Absa Bank Kenya has once again found itself in a legal battle with the Kenya Revenue Authority (KRA) over the taxation of royalties paid to multinational credit card companies like Visa and Mastercard. The dispute, which dates back to 2020, centers around whether background charges paid to credit card companies should be subject to value-added tax (VAT) and withholding tax. The bank recently sought permission to appeal to the Supreme Court after a series of court decisions did not rule in its favor.
The implications of this case extend far beyond Absa Bank Kenya and could have a significant impact on the entire banking industry in the country. If the Supreme Court rules in favor of KRA and upholds the decision to collect withholding tax on these charges, it could discourage credit transactions for payments and potentially lead to a shift towards a cash economy. This move would be counterproductive to the government's efforts to promote digital payments and financial inclusion.
James Mbugua, a legal and policy consultant, shed light on the complexities of the case in an interview with CNBC Africa. He explained that the dispute arose from differing interpretations of tax laws between taxpayers and the revenue authority.
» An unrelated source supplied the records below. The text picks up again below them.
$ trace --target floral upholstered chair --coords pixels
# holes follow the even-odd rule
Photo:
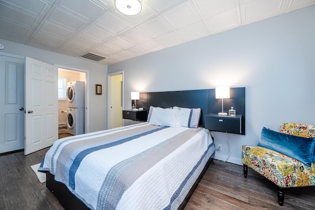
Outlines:
[[[315,142],[314,125],[284,123],[280,132],[264,128],[257,146],[243,146],[244,177],[249,167],[276,184],[282,206],[284,188],[315,186]]]

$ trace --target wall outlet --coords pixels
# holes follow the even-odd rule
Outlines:
[[[218,145],[218,151],[222,151],[222,145]]]

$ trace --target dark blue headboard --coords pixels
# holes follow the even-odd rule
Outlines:
[[[236,114],[242,115],[242,134],[245,134],[245,88],[230,89],[230,98],[223,99],[223,110],[227,112],[231,106]],[[177,106],[184,108],[200,108],[201,116],[199,126],[204,127],[205,115],[220,112],[221,100],[216,99],[215,89],[165,92],[141,92],[137,107],[143,107],[148,112],[151,106],[162,108]]]

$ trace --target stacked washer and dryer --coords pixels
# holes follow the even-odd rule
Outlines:
[[[84,95],[85,83],[67,83],[67,132],[72,135],[84,133]]]

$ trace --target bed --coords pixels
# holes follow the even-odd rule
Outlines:
[[[61,139],[39,170],[91,209],[178,209],[214,148],[203,128],[143,122]]]
[[[173,92],[176,97],[167,97],[174,100],[171,102],[156,101],[157,96],[165,99],[164,93],[145,93],[143,106],[156,112],[148,112],[147,122],[54,143],[38,170],[46,173],[47,188],[65,209],[184,209],[210,164],[215,148],[209,130],[202,127],[204,113],[209,112],[208,90],[167,94]],[[196,104],[191,95],[200,101]],[[174,125],[167,124],[172,115],[157,113],[160,108],[152,106],[156,104],[201,108],[160,108],[190,112],[181,118],[188,122]]]

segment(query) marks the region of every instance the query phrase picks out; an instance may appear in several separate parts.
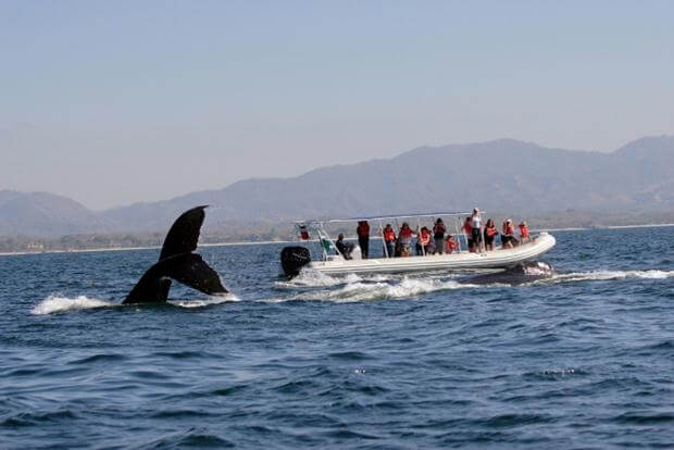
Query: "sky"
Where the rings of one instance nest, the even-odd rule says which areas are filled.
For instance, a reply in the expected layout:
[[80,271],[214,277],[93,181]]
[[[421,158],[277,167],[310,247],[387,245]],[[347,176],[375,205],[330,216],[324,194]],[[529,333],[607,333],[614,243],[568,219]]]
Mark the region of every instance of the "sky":
[[657,0],[0,0],[0,189],[102,210],[422,146],[612,151],[674,134],[673,20]]

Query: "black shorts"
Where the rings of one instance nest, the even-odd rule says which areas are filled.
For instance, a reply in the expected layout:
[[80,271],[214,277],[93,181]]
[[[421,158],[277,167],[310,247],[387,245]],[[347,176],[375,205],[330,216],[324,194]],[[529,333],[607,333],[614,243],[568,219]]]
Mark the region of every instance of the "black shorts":
[[473,228],[473,242],[482,242],[482,233],[479,233],[479,228]]

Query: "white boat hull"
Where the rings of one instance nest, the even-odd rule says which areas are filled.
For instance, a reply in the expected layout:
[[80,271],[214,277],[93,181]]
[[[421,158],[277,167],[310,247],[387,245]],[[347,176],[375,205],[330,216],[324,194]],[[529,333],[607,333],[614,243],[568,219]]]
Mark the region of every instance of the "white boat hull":
[[370,260],[345,260],[338,257],[329,261],[312,261],[307,266],[326,275],[504,268],[534,260],[549,251],[554,243],[554,236],[541,233],[532,242],[512,249],[499,248],[483,253],[464,251],[451,254]]

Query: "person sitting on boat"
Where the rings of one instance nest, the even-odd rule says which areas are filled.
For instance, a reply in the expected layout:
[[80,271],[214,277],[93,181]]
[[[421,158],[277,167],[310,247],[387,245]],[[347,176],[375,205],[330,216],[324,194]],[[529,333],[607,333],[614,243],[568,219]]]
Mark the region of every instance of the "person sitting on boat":
[[410,246],[412,245],[412,236],[416,235],[416,233],[412,232],[410,225],[407,222],[402,223],[400,227],[400,232],[398,233],[398,238],[400,239],[400,255],[409,257],[410,255]]
[[476,252],[482,251],[482,216],[479,215],[479,209],[473,209],[473,215],[471,215],[471,226],[473,227],[473,248]]
[[339,234],[339,236],[337,236],[337,241],[335,242],[335,247],[337,247],[337,250],[339,251],[339,253],[341,253],[345,260],[351,259],[351,252],[353,251],[353,243],[345,242],[344,235],[341,233]]
[[515,239],[515,228],[512,225],[512,221],[509,218],[508,221],[503,222],[501,247],[504,249],[512,249],[517,243],[517,239]]
[[384,245],[388,258],[394,258],[396,255],[396,230],[391,224],[386,224],[384,228]]
[[465,240],[469,245],[469,251],[472,253],[475,251],[473,248],[473,225],[472,225],[471,216],[465,217],[465,222],[463,222],[463,234],[465,235]]
[[442,220],[440,217],[438,217],[437,221],[435,221],[435,225],[433,226],[433,239],[435,240],[435,251],[433,252],[435,253],[440,253],[442,254],[442,241],[445,240],[445,233],[447,232],[447,228],[445,228],[445,224],[442,223]]
[[529,228],[526,226],[526,222],[522,221],[520,223],[520,242],[524,243],[528,242],[529,240],[532,240],[532,237],[529,235]]
[[499,232],[496,229],[494,218],[489,218],[487,225],[485,225],[485,250],[494,250],[494,239],[496,239],[498,234]]
[[430,230],[423,226],[416,238],[416,255],[426,255],[430,252]]
[[361,248],[361,259],[366,260],[370,253],[370,224],[367,221],[360,221],[355,228],[358,245]]
[[454,240],[454,237],[452,235],[448,235],[447,239],[445,239],[445,252],[447,254],[453,253],[455,249],[457,249],[457,241]]

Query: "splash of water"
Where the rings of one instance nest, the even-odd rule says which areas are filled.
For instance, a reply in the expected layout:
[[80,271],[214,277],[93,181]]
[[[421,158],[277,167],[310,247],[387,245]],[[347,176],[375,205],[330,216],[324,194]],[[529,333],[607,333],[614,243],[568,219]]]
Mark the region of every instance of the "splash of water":
[[114,303],[105,300],[90,299],[86,296],[78,296],[72,299],[59,295],[51,295],[36,304],[30,310],[30,314],[45,315],[72,310],[90,310],[109,307],[114,307]]
[[226,296],[214,296],[202,300],[171,300],[167,303],[179,308],[203,308],[211,304],[221,304],[230,301],[239,301],[239,298],[234,293],[227,293]]

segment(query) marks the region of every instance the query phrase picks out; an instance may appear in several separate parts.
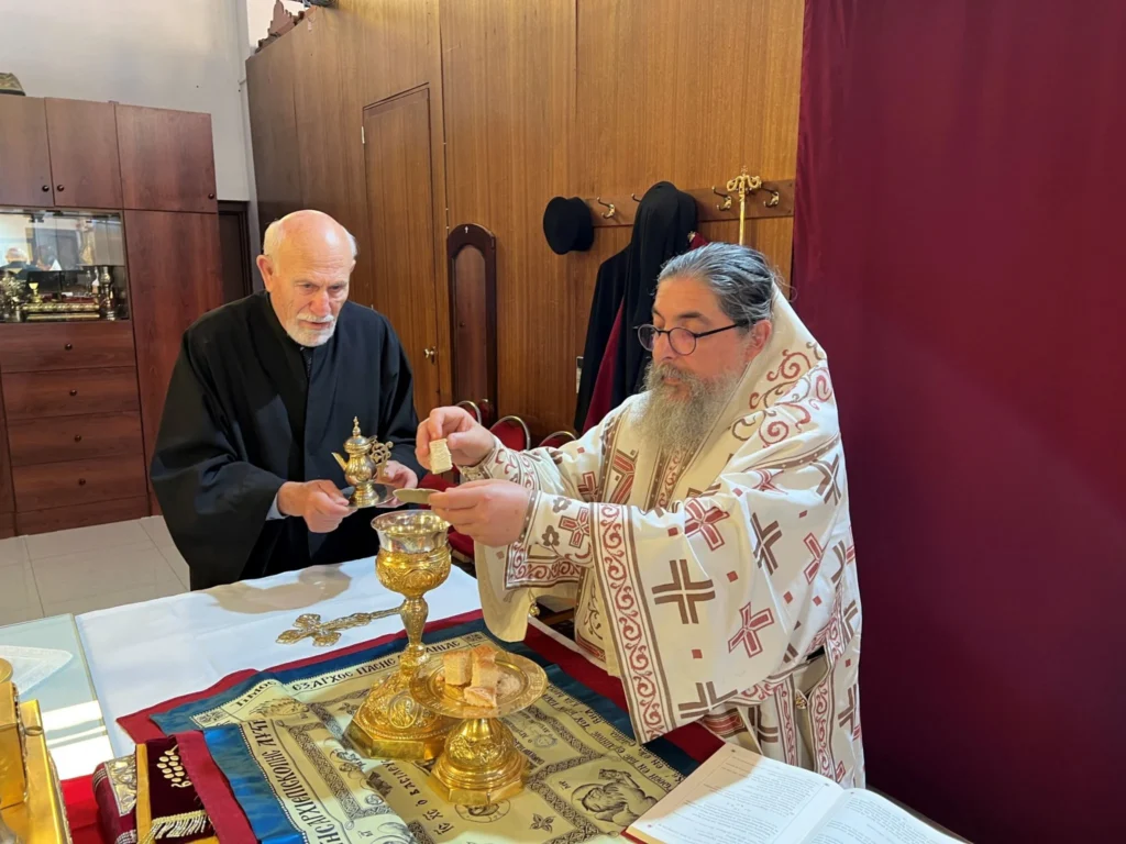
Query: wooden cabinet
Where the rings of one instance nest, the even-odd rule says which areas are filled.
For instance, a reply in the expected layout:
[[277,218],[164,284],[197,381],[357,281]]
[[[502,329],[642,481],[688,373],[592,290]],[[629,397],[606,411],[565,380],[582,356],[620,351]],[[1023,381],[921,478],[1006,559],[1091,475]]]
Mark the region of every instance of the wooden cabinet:
[[8,422],[82,413],[137,410],[137,376],[131,368],[61,369],[3,376]]
[[0,205],[54,205],[47,113],[37,97],[0,96]]
[[137,383],[145,456],[152,449],[178,341],[200,314],[223,304],[214,214],[125,213]]
[[80,506],[144,495],[145,468],[138,455],[17,466],[12,482],[19,511]]
[[0,538],[159,512],[180,341],[223,303],[211,116],[0,97],[0,206],[124,212],[129,317],[0,324]]
[[215,213],[211,115],[117,106],[125,208]]
[[133,363],[133,326],[127,321],[41,323],[0,329],[0,369],[5,372],[131,367]]
[[114,105],[48,99],[46,111],[55,205],[120,208],[122,169]]
[[138,457],[144,454],[140,413],[102,413],[11,422],[8,445],[12,466]]

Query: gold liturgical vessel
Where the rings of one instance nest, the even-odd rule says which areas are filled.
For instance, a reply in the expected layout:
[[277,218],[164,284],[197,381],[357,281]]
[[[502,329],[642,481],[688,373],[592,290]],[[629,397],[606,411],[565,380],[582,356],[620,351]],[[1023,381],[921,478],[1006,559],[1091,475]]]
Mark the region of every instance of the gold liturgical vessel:
[[446,737],[430,785],[458,806],[489,806],[524,789],[527,760],[500,720],[535,703],[547,689],[547,674],[531,659],[497,652],[500,683],[495,707],[465,702],[462,690],[447,685],[440,659],[419,668],[411,682],[414,699],[429,709],[463,719]]
[[47,753],[39,702],[19,702],[11,665],[0,659],[0,842],[70,841],[59,774]]
[[359,417],[352,420],[352,436],[345,440],[345,460],[336,451],[332,456],[345,470],[345,481],[352,485],[348,503],[354,508],[370,508],[390,501],[394,491],[386,484],[376,483],[391,457],[391,443],[379,442],[359,432]]
[[372,689],[345,735],[366,756],[430,760],[441,752],[454,720],[422,706],[411,681],[430,662],[422,644],[429,613],[422,595],[449,576],[449,524],[429,511],[408,510],[376,517],[372,527],[379,535],[379,583],[406,599],[399,614],[408,644],[399,670]]

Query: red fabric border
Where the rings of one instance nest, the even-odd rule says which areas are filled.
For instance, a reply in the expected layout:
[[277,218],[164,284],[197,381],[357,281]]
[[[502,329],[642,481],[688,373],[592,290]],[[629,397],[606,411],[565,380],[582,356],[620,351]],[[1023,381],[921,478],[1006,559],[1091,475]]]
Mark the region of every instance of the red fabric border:
[[223,844],[256,844],[250,821],[234,799],[226,778],[218,770],[203,733],[179,733],[180,758],[191,778],[191,784],[207,810],[215,837]]
[[75,776],[60,783],[63,806],[74,844],[102,844],[98,826],[98,801],[93,797],[93,774]]
[[[475,621],[479,618],[481,618],[480,610],[464,612],[461,616],[452,616],[450,618],[431,621],[426,626],[426,632],[436,632],[447,627],[456,627],[457,625],[463,625],[467,621]],[[403,630],[397,634],[379,636],[375,639],[361,641],[357,645],[350,645],[349,647],[340,650],[332,650],[327,654],[316,654],[314,656],[305,657],[304,659],[296,659],[294,662],[283,663],[282,665],[275,665],[274,667],[268,668],[268,671],[301,668],[306,665],[324,662],[325,659],[334,659],[337,657],[355,654],[359,650],[365,650],[377,645],[384,645],[394,639],[405,638],[406,631]],[[622,688],[622,681],[607,674],[605,671],[587,659],[587,657],[581,654],[577,654],[564,645],[561,645],[551,636],[540,632],[534,627],[528,628],[524,644],[548,662],[558,665],[564,673],[574,677],[588,689],[609,698],[623,710],[628,711],[628,704],[626,703],[626,695]],[[209,689],[204,689],[203,691],[194,692],[191,694],[185,694],[179,698],[164,701],[163,703],[158,703],[154,707],[142,709],[140,712],[134,712],[133,715],[118,718],[117,722],[122,725],[122,729],[128,733],[134,742],[146,742],[153,738],[159,738],[163,734],[152,721],[150,716],[155,712],[163,712],[182,703],[189,703],[194,700],[199,700],[200,698],[209,697],[230,689],[254,673],[256,672],[253,670],[235,672],[230,676],[223,677],[223,680]],[[697,762],[703,762],[723,746],[723,739],[713,733],[709,733],[699,724],[689,724],[683,727],[679,727],[664,737]]]

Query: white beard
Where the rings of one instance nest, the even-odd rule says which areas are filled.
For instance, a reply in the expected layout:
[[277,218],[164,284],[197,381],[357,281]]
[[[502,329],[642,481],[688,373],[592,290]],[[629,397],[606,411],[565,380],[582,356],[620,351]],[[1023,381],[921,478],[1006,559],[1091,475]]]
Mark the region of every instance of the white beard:
[[332,339],[332,334],[337,330],[337,321],[333,320],[327,330],[316,331],[314,329],[303,329],[298,325],[297,321],[294,320],[292,325],[285,326],[285,333],[289,335],[297,345],[304,345],[306,349],[312,349],[318,345],[324,345],[329,340]]
[[[679,380],[687,387],[687,392],[665,384],[665,376]],[[651,363],[645,372],[645,395],[635,410],[637,434],[642,442],[664,452],[695,451],[712,431],[742,377],[743,372],[736,371],[714,380],[704,380],[688,372]]]

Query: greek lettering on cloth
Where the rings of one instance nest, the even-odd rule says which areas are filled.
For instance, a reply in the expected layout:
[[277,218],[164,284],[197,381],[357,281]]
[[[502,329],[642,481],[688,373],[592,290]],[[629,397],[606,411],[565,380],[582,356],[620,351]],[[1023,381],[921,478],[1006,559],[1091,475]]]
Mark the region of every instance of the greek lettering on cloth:
[[575,640],[622,677],[641,740],[699,719],[863,785],[860,599],[824,352],[776,294],[772,335],[699,449],[646,448],[645,402],[557,449],[498,441],[463,469],[533,491],[520,538],[476,547],[490,630],[519,640],[537,595],[577,598]]
[[[436,654],[495,644],[480,619],[426,640]],[[638,745],[624,709],[511,645],[549,681],[535,706],[506,719],[528,758],[526,789],[482,809],[452,806],[429,787],[432,763],[366,760],[341,740],[372,683],[396,670],[402,644],[257,673],[150,717],[166,731],[204,730],[257,838],[270,844],[609,842],[695,767],[671,742]]]

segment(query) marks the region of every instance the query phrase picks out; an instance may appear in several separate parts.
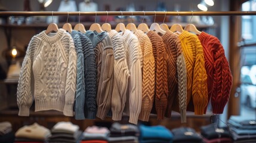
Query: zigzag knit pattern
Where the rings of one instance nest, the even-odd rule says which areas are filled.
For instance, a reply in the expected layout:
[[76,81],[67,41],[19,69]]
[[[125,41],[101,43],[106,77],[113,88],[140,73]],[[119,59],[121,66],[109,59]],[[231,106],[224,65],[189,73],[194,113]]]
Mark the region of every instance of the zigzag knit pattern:
[[143,57],[141,111],[138,119],[147,122],[152,109],[154,99],[155,58],[152,45],[147,36],[141,30],[138,30],[135,35],[138,38]]
[[155,105],[158,119],[164,119],[167,107],[168,82],[166,55],[162,38],[156,33],[147,33],[152,43],[153,53],[156,63]]

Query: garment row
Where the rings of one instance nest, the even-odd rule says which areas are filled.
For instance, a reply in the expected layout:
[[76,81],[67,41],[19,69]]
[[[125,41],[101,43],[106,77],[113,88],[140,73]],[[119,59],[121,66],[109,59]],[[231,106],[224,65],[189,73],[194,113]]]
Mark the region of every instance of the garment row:
[[232,76],[219,40],[202,32],[164,35],[129,30],[107,33],[60,29],[31,39],[17,88],[19,116],[55,110],[76,119],[129,122],[170,117],[172,111],[221,114]]

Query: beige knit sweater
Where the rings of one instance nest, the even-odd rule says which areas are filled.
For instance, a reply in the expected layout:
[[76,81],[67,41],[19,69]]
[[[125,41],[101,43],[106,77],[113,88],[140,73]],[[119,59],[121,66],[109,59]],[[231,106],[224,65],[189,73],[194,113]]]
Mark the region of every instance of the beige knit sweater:
[[17,92],[19,116],[55,110],[73,116],[76,85],[76,53],[71,35],[63,29],[33,36],[20,71]]
[[142,75],[138,38],[126,30],[122,39],[125,49],[127,65],[130,74],[125,113],[129,116],[129,122],[137,124],[141,108]]
[[121,120],[127,101],[127,92],[129,77],[122,36],[115,30],[109,35],[114,49],[114,83],[111,100],[112,119]]
[[135,35],[138,38],[143,55],[142,103],[138,119],[147,122],[154,101],[155,58],[152,45],[147,35],[139,30]]

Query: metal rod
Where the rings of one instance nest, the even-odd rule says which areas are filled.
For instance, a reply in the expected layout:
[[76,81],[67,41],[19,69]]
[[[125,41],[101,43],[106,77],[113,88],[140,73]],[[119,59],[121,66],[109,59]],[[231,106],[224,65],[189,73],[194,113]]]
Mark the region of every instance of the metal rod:
[[[155,15],[155,11],[122,11],[123,15]],[[70,15],[95,15],[95,12],[69,12]],[[106,11],[97,11],[97,15],[106,15]],[[192,11],[156,11],[156,15],[192,15]],[[195,11],[193,15],[256,15],[256,11]],[[54,12],[54,15],[66,15],[67,12]],[[121,11],[108,11],[109,15],[121,15]],[[4,11],[0,12],[0,16],[40,16],[52,15],[52,11]]]

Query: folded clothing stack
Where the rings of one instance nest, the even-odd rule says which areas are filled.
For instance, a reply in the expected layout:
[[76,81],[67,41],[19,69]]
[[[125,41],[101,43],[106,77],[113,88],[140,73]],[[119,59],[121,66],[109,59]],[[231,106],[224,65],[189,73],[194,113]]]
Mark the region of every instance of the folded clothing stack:
[[107,143],[110,131],[107,128],[88,127],[83,133],[81,143]]
[[48,129],[35,123],[20,128],[15,133],[15,142],[47,142],[51,135]]
[[110,137],[109,138],[109,142],[138,142],[139,135],[138,127],[134,125],[121,125],[114,123],[110,128]]
[[228,143],[232,139],[227,128],[218,128],[216,125],[211,124],[201,128],[201,135],[205,143]]
[[172,142],[171,132],[162,126],[140,126],[140,142],[141,143],[170,143]]
[[256,120],[252,117],[231,116],[227,123],[234,142],[256,142]]
[[78,125],[69,122],[57,123],[51,129],[52,136],[49,143],[55,142],[79,142],[81,138],[82,131]]
[[0,123],[0,142],[13,143],[14,142],[14,133],[11,132],[11,124],[9,122]]
[[203,142],[202,137],[192,128],[182,127],[174,129],[171,131],[174,135],[174,143]]

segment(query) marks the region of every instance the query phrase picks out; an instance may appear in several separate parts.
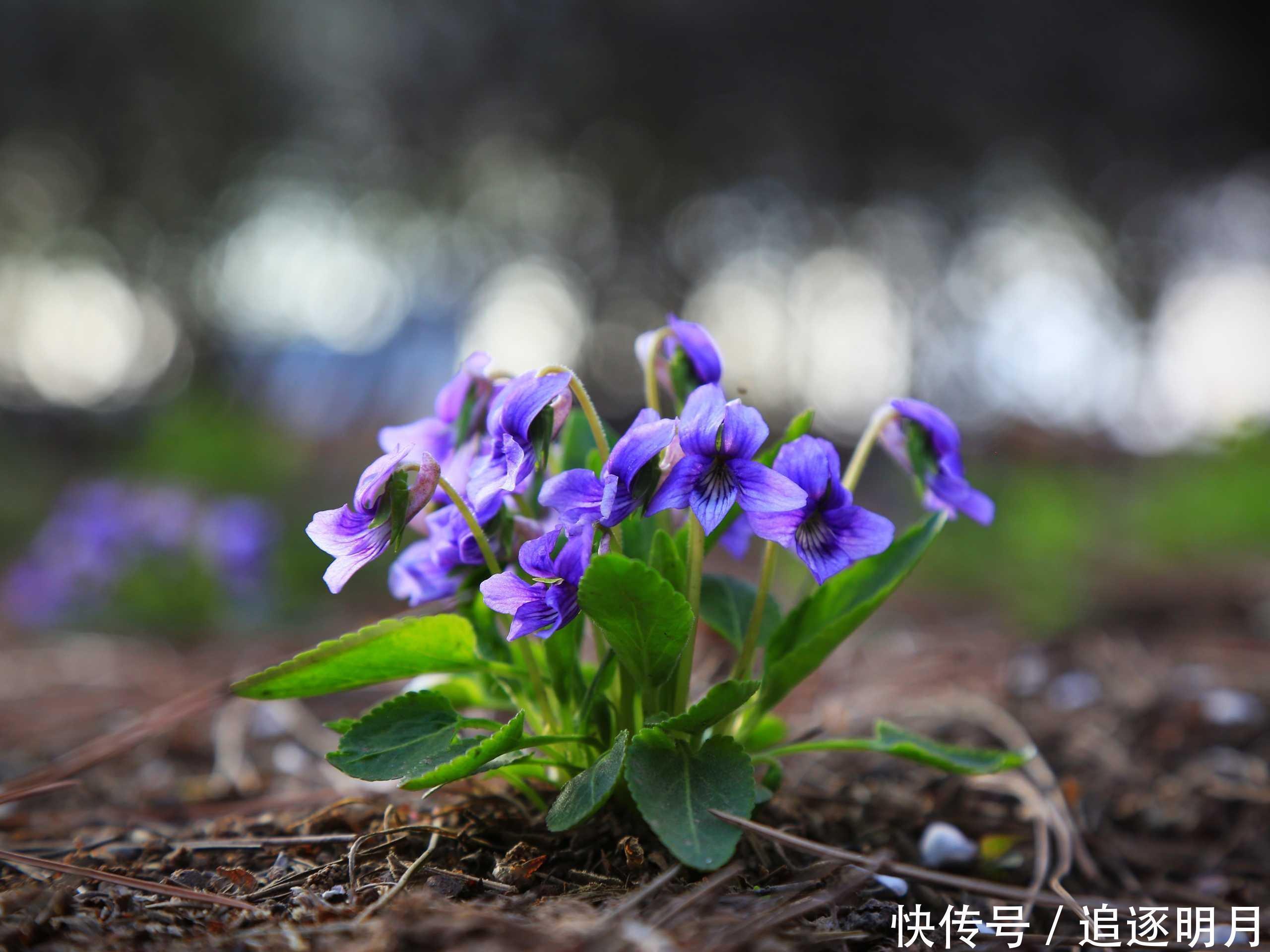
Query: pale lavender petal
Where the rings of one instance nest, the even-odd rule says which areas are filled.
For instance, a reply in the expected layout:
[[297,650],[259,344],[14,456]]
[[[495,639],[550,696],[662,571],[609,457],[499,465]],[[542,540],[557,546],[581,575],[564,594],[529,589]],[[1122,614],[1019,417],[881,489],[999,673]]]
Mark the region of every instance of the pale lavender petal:
[[362,471],[362,477],[357,481],[353,491],[353,505],[362,512],[372,512],[375,503],[384,493],[394,471],[413,452],[414,447],[399,446],[394,451],[385,453]]
[[513,614],[521,605],[538,602],[542,598],[542,585],[530,585],[508,566],[498,575],[490,575],[480,584],[481,598],[490,611],[500,614]]
[[593,523],[583,523],[580,527],[570,529],[569,541],[564,543],[560,555],[555,557],[552,575],[564,579],[569,588],[577,589],[583,572],[591,564],[591,550],[594,541],[596,527]]
[[[478,382],[478,380],[484,377],[484,371],[488,366],[489,354],[483,350],[476,350],[475,353],[469,354],[458,373],[451,377],[450,381],[437,391],[437,402],[433,407],[437,416],[447,424],[455,423],[458,419],[458,415],[464,411],[464,401],[467,400],[467,392],[471,390],[472,385]],[[433,456],[436,456],[436,453]]]
[[679,446],[685,453],[714,456],[726,402],[718,383],[705,383],[688,393],[679,414]]
[[679,459],[665,477],[665,482],[653,494],[645,513],[652,515],[663,509],[686,509],[692,496],[692,487],[709,463],[704,456],[686,456]]
[[730,400],[724,407],[723,439],[720,448],[729,459],[749,459],[767,439],[763,415],[739,400]]
[[[709,466],[701,470],[701,475],[697,476],[697,481],[692,486],[688,505],[692,508],[692,513],[697,517],[706,534],[719,528],[719,523],[724,520],[728,510],[732,509],[732,504],[737,501],[737,476],[733,473],[730,465],[728,461],[715,458]],[[771,471],[768,470],[768,472]],[[780,479],[784,480],[785,477],[781,476]]]
[[779,546],[790,548],[794,533],[803,524],[803,510],[791,509],[786,513],[745,513],[749,527],[759,538],[766,538]]
[[521,546],[519,562],[526,574],[536,579],[556,578],[555,561],[551,559],[551,552],[555,550],[559,539],[560,529],[556,528],[551,529],[551,532],[544,532],[538,538],[530,539]]
[[723,377],[723,358],[719,357],[719,345],[710,336],[710,331],[700,324],[681,321],[673,314],[667,315],[667,322],[679,339],[679,345],[687,354],[697,380],[702,383],[718,383]]
[[806,505],[806,493],[787,476],[781,476],[753,459],[729,459],[728,470],[737,481],[737,496],[747,513],[781,513]]
[[565,470],[542,484],[538,503],[551,506],[568,522],[598,519],[605,491],[605,485],[591,470]]
[[909,399],[892,400],[890,405],[900,416],[913,420],[926,429],[936,456],[942,457],[945,453],[955,453],[960,449],[961,434],[958,433],[956,424],[937,406]]
[[776,454],[772,468],[801,486],[808,498],[819,499],[831,485],[839,485],[842,465],[833,443],[818,437],[799,437]]
[[569,388],[570,380],[572,374],[565,372],[547,373],[542,377],[531,376],[528,380],[517,377],[517,381],[508,387],[507,400],[503,402],[503,429],[521,443],[527,443],[530,424],[552,400]]
[[400,426],[384,426],[378,433],[380,449],[391,453],[398,447],[410,447],[405,457],[411,463],[423,461],[424,453],[444,459],[455,444],[455,434],[448,423],[436,416],[424,416]]
[[[640,420],[640,418],[646,416],[652,419]],[[655,411],[645,409],[635,418],[635,423],[622,438],[613,444],[606,468],[620,476],[626,487],[630,489],[635,475],[649,459],[665,449],[672,439],[674,439],[674,420],[658,419]]]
Mbugua highlighted the challenges faced by corporates in navigating tax regulations, which are often ambiguous or outdated, leading to disputes that end up in the courts.
The crux of the matter lies in the argument put forth by Absa Bank Kenya that collecting withholding tax on these background charges would increase transaction costs for customers and merchants, making cash transactions more appealing. The bank contends that subjecting these charges to tax would disincentivize the use of credit cards and hinder the growth of digital payments in the country.
On the other hand, KRA maintains that these charges should be taxable, which would boost its revenue collections. The Supreme Court now has the challenging task of weighing the arguments presented by both parties and making a decision that will have far-reaching consequences for the banking sector.
As the case unfolds in the highest court of the land, stakeholders in the banking industry are closely watching the proceedings. The outcome of this legal battle will not only set a precedent for future tax disputes but also shape the landscape of digital payments in Kenya. If Absa Bank Kenya's appeal is successful, it could pave the way for a more favorable tax regime for financial institutions and encourage innovation in the sector.
In conclusion, the Absa Bank Kenya tax dispute is emblematic of the broader challenges faced by businesses in navigating complex tax laws and regulations. The outcome of this case will not only impact the bottom line of the banking industry but also influence consumer behavior and the country's transition towards a cashless economy.